?16、野玫瑰
16、野玫瑰
窗外是整个苏城的灯火,她恍若站在云上,俯瞰人间。
“你跟我在这玩过家家呢?”他站得极近,导致倪穗说话底气都弱了许多。
“不过是逢场作戏,倪导不会也害怕吧。”江暗年微微颔首,那双凤眼打量着她的目瞪口呆。
他的眼睛总是带着一种居高临下,带着庙宇中神明望俗世的感觉。
“那个,你到底有多少钱。”倪穗放下奶茶转着桌上一支钢笔,下定决心终于问出口了这个问题。
对方俯身在她耳边说了一个数字。
倪穗缓了很久,才愣愣擡头:“这犯法吗。”
个人资产达到这个数字,真的不犯法吗。
“正规途径,按时纳税。不会在我死后让你坐牢的。”江暗年有些无语。
“可以考虑。”她总觉得太快点头显得自己很不矜持,但是内心已经心花怒放,表面上装得波澜不惊,实在憋不住笑了,就别过脸去望着窗外。

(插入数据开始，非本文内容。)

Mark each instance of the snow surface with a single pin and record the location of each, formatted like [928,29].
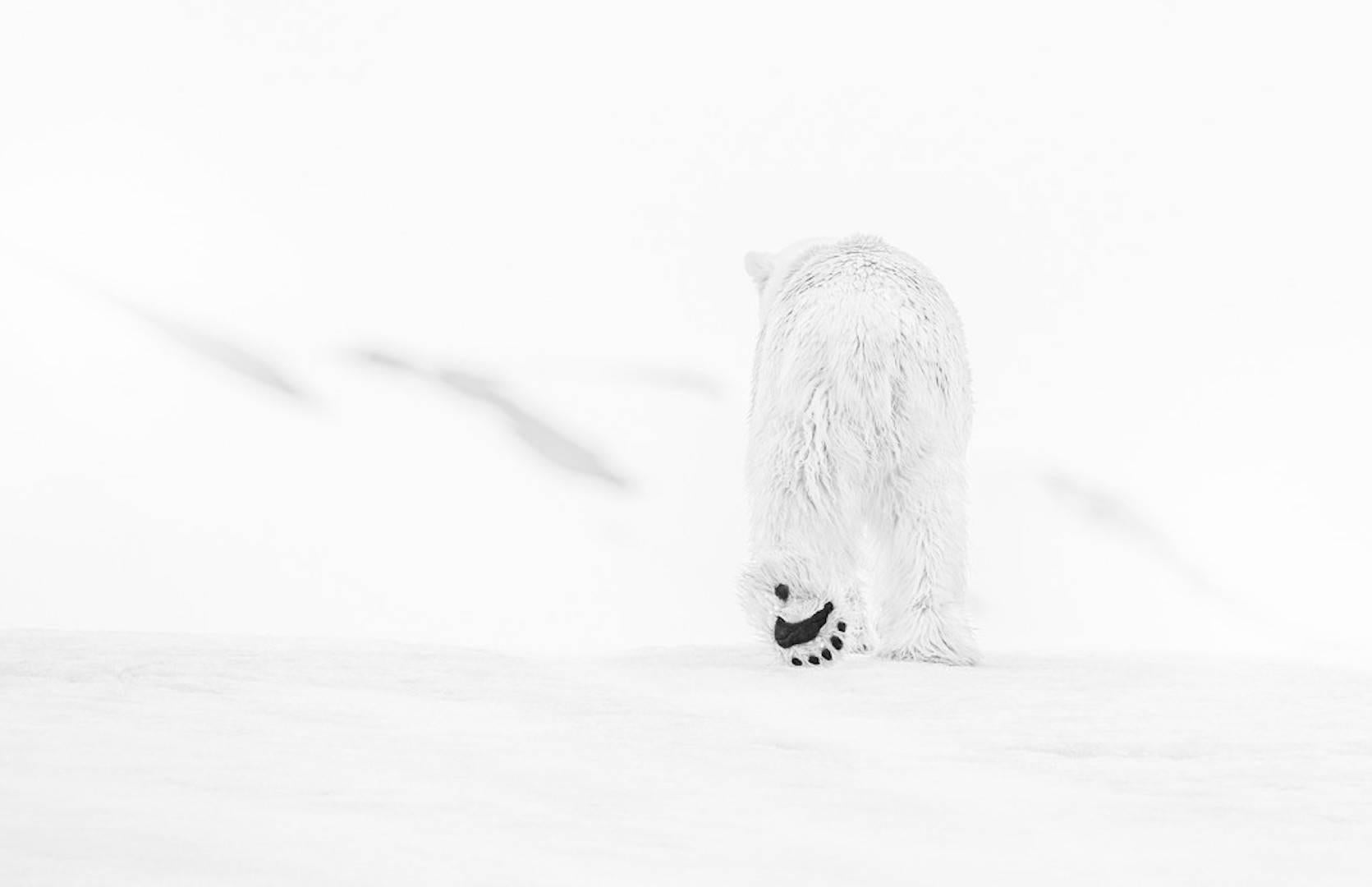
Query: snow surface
[145,760]
[374,384]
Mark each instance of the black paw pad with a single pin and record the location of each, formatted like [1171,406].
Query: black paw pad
[792,633]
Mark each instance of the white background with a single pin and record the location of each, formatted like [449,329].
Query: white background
[1154,222]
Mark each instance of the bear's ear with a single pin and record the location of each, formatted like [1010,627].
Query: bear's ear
[759,267]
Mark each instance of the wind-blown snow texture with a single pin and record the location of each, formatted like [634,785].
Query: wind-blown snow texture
[137,760]
[513,529]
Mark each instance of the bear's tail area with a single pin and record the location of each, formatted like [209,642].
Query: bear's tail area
[938,635]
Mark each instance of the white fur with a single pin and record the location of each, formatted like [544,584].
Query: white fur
[858,439]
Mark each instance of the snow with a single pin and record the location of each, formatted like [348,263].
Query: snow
[141,760]
[374,384]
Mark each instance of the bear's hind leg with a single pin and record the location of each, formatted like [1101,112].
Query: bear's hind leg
[922,568]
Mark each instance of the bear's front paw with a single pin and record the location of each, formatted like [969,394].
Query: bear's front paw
[815,640]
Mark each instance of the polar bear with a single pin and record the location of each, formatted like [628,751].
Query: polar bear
[858,439]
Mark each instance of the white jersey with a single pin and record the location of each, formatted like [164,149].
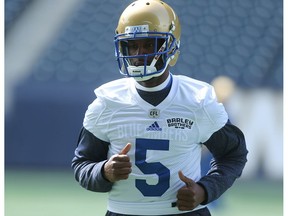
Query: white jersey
[165,139]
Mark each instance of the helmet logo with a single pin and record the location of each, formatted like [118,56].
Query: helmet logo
[130,30]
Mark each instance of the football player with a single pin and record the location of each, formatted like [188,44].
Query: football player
[142,136]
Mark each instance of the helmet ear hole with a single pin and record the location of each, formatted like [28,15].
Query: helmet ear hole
[174,59]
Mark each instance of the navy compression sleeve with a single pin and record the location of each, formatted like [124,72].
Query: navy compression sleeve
[228,148]
[90,156]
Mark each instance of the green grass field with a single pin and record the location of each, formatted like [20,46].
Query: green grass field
[56,193]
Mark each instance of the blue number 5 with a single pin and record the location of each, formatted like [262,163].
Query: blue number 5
[142,145]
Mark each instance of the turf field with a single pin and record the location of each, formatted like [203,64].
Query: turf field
[55,193]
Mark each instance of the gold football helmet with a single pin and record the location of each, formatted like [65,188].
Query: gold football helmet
[152,26]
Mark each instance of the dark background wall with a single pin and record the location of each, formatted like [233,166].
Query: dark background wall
[242,39]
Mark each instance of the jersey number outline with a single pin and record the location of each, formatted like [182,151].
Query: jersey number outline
[142,146]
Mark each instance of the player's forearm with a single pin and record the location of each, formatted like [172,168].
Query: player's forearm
[89,175]
[228,148]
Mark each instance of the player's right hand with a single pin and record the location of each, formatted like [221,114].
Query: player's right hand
[118,167]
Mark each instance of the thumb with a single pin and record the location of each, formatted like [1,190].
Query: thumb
[189,182]
[126,149]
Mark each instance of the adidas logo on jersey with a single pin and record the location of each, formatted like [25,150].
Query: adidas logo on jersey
[154,127]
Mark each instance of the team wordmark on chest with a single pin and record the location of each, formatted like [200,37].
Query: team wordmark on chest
[181,123]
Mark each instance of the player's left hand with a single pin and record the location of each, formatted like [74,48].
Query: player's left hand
[189,196]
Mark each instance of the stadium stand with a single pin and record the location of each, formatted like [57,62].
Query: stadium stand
[242,39]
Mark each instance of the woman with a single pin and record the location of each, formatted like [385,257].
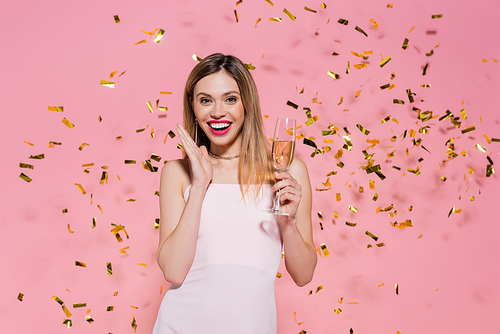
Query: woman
[218,249]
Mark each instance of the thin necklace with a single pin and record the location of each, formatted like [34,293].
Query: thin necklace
[223,158]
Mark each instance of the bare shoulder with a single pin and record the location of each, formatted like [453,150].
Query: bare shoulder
[175,174]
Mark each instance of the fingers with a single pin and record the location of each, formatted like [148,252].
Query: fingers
[188,144]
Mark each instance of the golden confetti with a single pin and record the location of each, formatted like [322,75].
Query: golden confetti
[361,31]
[68,323]
[325,250]
[373,236]
[110,269]
[150,107]
[384,61]
[290,15]
[106,83]
[159,36]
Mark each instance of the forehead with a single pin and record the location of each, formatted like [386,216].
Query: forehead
[216,84]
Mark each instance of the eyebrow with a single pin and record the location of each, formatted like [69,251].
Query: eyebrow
[225,94]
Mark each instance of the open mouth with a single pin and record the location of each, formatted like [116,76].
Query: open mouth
[219,128]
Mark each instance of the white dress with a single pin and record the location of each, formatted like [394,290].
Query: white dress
[230,286]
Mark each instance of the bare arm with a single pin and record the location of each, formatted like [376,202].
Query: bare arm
[296,199]
[180,220]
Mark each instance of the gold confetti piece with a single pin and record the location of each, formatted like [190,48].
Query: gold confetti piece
[133,324]
[333,75]
[25,177]
[479,147]
[55,108]
[469,129]
[371,235]
[150,107]
[361,31]
[68,323]
[80,264]
[66,311]
[290,15]
[295,318]
[159,36]
[81,188]
[110,269]
[23,165]
[325,250]
[109,84]
[385,61]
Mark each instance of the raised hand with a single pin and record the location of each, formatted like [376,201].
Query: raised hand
[199,162]
[290,194]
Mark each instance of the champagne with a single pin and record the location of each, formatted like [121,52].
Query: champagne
[283,154]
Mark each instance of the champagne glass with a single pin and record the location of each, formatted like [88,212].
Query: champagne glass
[282,153]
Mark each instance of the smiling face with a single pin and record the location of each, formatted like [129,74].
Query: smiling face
[220,113]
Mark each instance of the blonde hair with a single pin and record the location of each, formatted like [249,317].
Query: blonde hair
[255,165]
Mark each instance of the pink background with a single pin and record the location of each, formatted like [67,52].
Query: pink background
[54,53]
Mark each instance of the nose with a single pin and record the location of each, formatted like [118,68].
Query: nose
[218,111]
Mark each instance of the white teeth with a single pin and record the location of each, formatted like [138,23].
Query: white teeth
[219,126]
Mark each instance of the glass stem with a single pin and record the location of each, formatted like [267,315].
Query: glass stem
[277,204]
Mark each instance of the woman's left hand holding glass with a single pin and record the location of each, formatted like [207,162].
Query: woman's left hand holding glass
[290,192]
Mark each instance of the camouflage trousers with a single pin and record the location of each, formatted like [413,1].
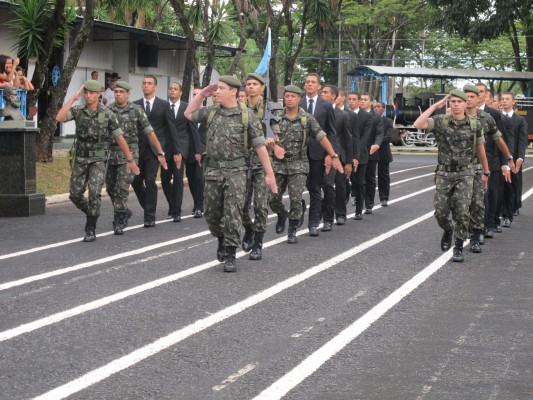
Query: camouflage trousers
[90,176]
[223,204]
[296,185]
[118,181]
[477,206]
[453,194]
[257,188]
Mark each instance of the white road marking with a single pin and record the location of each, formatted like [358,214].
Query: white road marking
[312,363]
[165,342]
[234,377]
[60,316]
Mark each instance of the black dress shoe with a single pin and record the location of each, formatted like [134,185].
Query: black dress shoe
[198,214]
[327,227]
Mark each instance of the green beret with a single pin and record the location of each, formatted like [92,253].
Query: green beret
[458,93]
[231,81]
[470,88]
[257,77]
[293,89]
[93,86]
[123,85]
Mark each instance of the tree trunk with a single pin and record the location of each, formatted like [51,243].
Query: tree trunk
[49,123]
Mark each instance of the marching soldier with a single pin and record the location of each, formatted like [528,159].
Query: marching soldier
[458,137]
[134,123]
[231,130]
[95,126]
[296,127]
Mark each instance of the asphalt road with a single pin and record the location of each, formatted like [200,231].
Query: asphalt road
[372,310]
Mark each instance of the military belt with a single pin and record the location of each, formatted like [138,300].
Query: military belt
[239,162]
[454,168]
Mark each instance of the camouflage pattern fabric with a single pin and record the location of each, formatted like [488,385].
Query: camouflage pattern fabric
[225,185]
[90,176]
[296,186]
[133,122]
[257,188]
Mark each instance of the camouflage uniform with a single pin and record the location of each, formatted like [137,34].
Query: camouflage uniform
[225,174]
[477,207]
[94,130]
[257,186]
[454,176]
[133,121]
[292,170]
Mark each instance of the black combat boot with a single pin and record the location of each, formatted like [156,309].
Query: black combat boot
[280,224]
[229,262]
[446,241]
[248,239]
[293,226]
[257,248]
[474,243]
[458,251]
[90,227]
[221,250]
[304,209]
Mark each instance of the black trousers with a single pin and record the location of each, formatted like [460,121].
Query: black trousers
[340,194]
[359,187]
[383,180]
[195,177]
[144,184]
[172,183]
[370,178]
[493,199]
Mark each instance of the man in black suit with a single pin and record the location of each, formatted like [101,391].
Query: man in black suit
[322,111]
[343,126]
[516,132]
[371,129]
[160,119]
[385,156]
[189,143]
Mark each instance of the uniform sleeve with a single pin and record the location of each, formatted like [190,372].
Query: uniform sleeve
[71,114]
[315,131]
[256,136]
[201,114]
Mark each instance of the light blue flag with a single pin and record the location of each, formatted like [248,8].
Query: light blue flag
[262,68]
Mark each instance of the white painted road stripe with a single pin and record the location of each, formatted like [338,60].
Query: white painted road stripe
[55,318]
[175,337]
[312,363]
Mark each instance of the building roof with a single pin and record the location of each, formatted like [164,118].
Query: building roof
[442,73]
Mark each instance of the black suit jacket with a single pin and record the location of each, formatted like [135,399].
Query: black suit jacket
[385,154]
[344,136]
[323,113]
[161,120]
[370,132]
[187,133]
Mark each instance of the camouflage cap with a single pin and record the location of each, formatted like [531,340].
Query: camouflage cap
[92,86]
[123,85]
[257,77]
[293,89]
[230,80]
[470,88]
[458,93]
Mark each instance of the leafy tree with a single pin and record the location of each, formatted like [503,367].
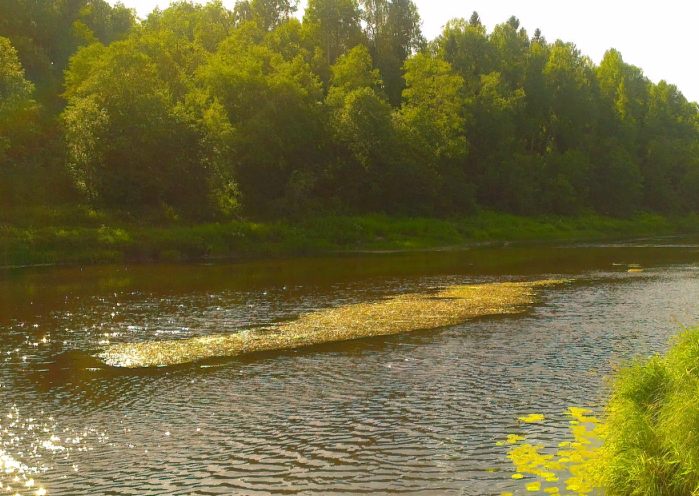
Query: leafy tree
[466,47]
[336,24]
[17,108]
[393,31]
[432,122]
[128,148]
[273,107]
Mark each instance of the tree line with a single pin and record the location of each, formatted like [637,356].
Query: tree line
[211,112]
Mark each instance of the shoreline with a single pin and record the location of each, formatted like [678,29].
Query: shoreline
[106,241]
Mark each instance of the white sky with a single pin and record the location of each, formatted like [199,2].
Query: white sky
[659,37]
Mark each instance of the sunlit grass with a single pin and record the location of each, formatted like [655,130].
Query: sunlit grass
[81,234]
[398,314]
[647,443]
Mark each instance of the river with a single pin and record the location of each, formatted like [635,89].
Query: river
[415,413]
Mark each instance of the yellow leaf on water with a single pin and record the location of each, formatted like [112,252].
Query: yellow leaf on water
[534,417]
[533,486]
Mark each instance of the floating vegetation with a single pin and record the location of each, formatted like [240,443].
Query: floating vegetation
[394,315]
[574,467]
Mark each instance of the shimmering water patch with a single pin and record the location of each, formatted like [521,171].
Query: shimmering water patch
[404,313]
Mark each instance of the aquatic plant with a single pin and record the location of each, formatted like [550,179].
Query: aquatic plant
[403,313]
[573,467]
[648,443]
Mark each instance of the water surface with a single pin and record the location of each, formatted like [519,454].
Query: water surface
[416,413]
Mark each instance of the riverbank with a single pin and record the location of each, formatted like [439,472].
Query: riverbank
[82,235]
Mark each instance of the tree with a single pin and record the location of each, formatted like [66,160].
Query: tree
[17,108]
[273,108]
[128,147]
[432,122]
[393,31]
[337,26]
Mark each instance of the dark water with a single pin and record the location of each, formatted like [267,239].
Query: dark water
[417,413]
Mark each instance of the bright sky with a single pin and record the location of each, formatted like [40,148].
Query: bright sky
[658,37]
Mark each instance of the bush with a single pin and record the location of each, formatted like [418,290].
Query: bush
[651,441]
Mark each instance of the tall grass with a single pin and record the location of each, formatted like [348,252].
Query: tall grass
[651,434]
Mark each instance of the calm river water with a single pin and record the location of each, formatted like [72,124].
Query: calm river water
[418,413]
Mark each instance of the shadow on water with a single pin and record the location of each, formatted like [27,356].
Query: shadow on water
[417,413]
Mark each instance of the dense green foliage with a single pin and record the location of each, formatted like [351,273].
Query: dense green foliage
[209,113]
[47,235]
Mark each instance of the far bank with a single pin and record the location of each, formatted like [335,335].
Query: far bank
[82,235]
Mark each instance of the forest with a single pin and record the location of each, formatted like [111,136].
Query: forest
[259,112]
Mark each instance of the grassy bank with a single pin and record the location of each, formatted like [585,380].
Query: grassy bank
[54,235]
[651,436]
[646,443]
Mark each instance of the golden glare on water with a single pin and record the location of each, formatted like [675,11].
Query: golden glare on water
[574,467]
[404,313]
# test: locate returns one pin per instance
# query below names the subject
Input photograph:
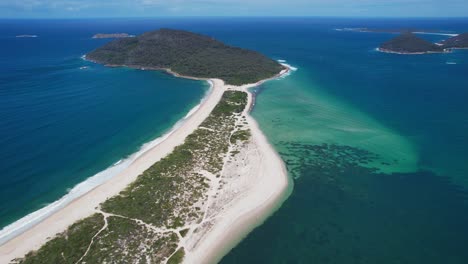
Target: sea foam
(32, 219)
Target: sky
(160, 8)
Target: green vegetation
(188, 54)
(177, 257)
(184, 232)
(457, 42)
(146, 220)
(410, 43)
(241, 135)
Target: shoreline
(34, 236)
(413, 53)
(28, 221)
(37, 235)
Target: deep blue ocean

江暗年看着玻璃窗上她笑容灿烂的倒影,低头轻勾了一下唇角,随即很快恢复面无表情。
倪穗内心乐够了,才咳嗽一声转过脸来,站起来准备往外走,一脸严肃:“江总放心,逢场作戏,我向来很拿手。希望您也说话算话,该给我的东西都给我。”
“我除了给你,还能给谁。”江暗年在她站起来的那张椅子上坐下,低头继续工作。
他说话没有一丝情绪,云淡风轻。但倪穗心里也知道,他没有一个亲人一个朋友,也不担心他出尔反尔找别人。
走了一半,倪穗又折返回来推开门。
“白以蓝很像一个人,你不觉得吗。”她是明知故问,一定要在临走前敲敲门,听他开口。
“像谁。”江暗年没反应过来,擡起头来疑惑看着她。
“你说呢。”倪穗拎着包,吊儿郎当倚靠在他办公室门上。
很久,他才恍然大悟,无可奈何翻了一页文件:“你就是你,你是独一无二的。”
楼下的女人渐行渐远,走路蹦蹦跳跳,似乎还在跟朋友兴高采烈打电话。
江暗年关了办公室的灯,黑夜的阴影里,一身昏暗坐在后座,看着外头的万家灯火。
却一束都落不到他身上。
男人侧身盯着窗外阴阴低语:“你是我独一无二的艺术品,没有人可以仿制。”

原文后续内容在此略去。